Heat treatment induced structural change and aggregation behavior of Moringa Oleifera seed salt-soluble protein

This study aimed to investigate effects of heat treatment temperatures (60degree celsius, 70degree celsius, 80degree celsius, 90degree celsius, 100degree celsius) and times (10 min, 30 min, 60 min) on the aggregation behavior of Moringa Oleifera seed salt-soluble protein (MOSP). With the increase of heating temperature and time, the MOSP solutions were changed from a more transparent state to a cloudy and opaque state, the absorbance value of the MOSP solution increased significantly, and the particle size gradually increased to a maximum of 1220.33 nm (100degree celsius, 30 min).
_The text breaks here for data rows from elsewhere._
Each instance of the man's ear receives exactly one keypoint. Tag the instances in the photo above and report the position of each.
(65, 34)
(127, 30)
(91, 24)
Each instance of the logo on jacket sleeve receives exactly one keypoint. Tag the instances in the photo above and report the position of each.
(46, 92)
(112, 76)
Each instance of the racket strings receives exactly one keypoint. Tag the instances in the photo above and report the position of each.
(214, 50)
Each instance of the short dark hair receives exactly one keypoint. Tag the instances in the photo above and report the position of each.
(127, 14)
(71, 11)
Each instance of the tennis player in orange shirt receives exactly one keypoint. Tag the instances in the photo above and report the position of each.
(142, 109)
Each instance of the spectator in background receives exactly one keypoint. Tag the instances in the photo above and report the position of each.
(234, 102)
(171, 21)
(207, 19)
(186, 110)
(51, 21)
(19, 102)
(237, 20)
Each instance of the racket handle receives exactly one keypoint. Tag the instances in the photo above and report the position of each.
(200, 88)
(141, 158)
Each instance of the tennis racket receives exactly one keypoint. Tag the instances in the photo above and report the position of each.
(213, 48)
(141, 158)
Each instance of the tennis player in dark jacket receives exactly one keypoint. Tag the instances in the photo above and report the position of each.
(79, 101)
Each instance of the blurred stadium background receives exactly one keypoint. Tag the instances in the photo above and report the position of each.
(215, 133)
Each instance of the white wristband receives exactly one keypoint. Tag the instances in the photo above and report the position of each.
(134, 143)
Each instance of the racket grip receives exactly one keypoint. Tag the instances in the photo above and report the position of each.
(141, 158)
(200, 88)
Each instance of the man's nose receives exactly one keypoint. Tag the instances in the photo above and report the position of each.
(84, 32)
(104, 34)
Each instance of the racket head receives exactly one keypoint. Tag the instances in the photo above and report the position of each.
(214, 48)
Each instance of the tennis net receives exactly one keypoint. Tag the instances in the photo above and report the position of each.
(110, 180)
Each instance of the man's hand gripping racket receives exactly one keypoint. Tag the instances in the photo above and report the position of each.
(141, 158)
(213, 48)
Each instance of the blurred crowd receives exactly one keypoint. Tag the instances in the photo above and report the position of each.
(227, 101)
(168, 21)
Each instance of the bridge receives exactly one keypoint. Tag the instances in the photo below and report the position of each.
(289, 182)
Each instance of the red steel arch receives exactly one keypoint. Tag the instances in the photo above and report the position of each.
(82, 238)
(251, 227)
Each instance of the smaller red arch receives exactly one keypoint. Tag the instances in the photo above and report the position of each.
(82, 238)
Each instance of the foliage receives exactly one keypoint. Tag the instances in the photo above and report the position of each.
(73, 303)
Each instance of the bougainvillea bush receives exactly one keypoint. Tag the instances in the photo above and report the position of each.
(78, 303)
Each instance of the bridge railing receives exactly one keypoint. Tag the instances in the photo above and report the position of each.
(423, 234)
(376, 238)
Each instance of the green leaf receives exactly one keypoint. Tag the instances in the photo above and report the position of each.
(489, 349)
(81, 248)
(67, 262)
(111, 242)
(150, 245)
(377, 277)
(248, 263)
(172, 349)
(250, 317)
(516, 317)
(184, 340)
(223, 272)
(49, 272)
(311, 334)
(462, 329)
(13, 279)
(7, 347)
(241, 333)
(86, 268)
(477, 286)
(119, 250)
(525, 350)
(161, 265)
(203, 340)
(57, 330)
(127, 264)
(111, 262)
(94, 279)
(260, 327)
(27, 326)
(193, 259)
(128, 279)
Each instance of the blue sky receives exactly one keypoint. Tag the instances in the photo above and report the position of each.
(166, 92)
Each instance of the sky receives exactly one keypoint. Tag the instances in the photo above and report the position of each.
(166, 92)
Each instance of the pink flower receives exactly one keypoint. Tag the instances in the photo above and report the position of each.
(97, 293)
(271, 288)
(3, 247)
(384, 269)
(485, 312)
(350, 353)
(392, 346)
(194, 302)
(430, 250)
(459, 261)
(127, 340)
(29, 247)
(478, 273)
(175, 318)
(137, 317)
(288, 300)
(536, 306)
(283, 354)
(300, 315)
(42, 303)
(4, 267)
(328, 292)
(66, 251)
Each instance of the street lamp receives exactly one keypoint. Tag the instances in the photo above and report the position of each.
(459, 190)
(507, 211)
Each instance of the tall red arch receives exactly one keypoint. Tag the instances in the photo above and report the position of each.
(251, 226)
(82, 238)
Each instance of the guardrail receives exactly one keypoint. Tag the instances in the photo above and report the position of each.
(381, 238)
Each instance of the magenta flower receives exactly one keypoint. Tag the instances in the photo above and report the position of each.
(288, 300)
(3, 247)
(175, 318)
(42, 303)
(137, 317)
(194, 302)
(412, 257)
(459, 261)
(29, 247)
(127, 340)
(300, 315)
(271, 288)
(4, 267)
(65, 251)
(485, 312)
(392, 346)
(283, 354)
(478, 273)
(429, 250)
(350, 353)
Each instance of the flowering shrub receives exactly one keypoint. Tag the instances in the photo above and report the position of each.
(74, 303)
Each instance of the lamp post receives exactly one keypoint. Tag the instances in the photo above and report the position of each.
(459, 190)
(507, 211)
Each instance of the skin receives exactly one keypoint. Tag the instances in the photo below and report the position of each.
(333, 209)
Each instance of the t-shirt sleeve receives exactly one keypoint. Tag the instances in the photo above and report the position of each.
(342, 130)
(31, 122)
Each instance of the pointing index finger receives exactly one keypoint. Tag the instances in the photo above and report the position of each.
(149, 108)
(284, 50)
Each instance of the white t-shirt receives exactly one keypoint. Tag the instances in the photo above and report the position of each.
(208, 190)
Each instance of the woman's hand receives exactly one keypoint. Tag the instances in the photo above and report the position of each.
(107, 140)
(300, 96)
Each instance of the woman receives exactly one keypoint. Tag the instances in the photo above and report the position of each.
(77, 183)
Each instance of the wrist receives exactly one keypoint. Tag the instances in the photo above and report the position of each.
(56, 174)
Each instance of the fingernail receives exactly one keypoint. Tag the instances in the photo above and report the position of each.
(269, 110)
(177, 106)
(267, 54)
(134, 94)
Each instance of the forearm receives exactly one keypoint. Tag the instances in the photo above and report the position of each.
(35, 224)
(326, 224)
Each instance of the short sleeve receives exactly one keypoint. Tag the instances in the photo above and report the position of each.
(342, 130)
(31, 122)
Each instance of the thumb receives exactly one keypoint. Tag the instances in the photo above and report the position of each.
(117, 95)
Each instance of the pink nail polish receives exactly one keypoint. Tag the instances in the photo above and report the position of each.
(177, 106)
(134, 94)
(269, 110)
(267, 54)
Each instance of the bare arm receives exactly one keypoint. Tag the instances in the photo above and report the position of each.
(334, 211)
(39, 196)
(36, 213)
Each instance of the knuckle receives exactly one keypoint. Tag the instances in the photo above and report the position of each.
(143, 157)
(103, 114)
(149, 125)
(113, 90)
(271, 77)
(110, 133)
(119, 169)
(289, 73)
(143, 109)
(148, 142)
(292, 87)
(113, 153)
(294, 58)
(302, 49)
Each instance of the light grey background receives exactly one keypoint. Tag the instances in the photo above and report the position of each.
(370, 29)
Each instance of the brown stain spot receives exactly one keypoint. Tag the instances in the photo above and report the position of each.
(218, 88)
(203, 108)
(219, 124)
The polymer dispersion index (PDI) also increased and the maximum PDI of MOSP (100degree celsius, 10 min) was 0.53, but the absolute value of the zeta-potential was gradually decreased. With the increase of heating temperature and heating time, the beta-sheet content of MOSP was increased to 30.8%, while the alpha-helix content of MOSP decreased. There was no obvious change in the subunit distribution of the heat-induced MOSP. The spectrum analysis displayed that heat treatment led to the exposure of the hydrophobic residues in MOSP, but as the heating temperature was further increased to 90degree celsius, re-embedding of the hydrophobic groups was observed due to the formation of aggregates. The total sulfhydryl group (-SHT) increased with the increase of temperature, while the free sulfhydryl group (-SHF)first decreased and then increased during short-term heating (10 and 30 min). The maximum content of -SHF reached 4.40% and the content of disulfide bonds was 11.97% (90degree celsius, 30 min). These changes could have a significant impact on protein products and might spur innovation in new protein applications.

Automated summary

This study investigated the effect of heat treatment on the aggregation behavior of Moringa Oleifera seed salt-soluble protein (MOSP). The results showed that as the temperature and time increased, the MOSP solutions became cloudy and opaque with increased absorbance and particle size. The β-sheet content of MOSP increased while the α-helix content decreased. Heat treatment exposed hydrophobic residues in MOSP and led to the formation of aggregates.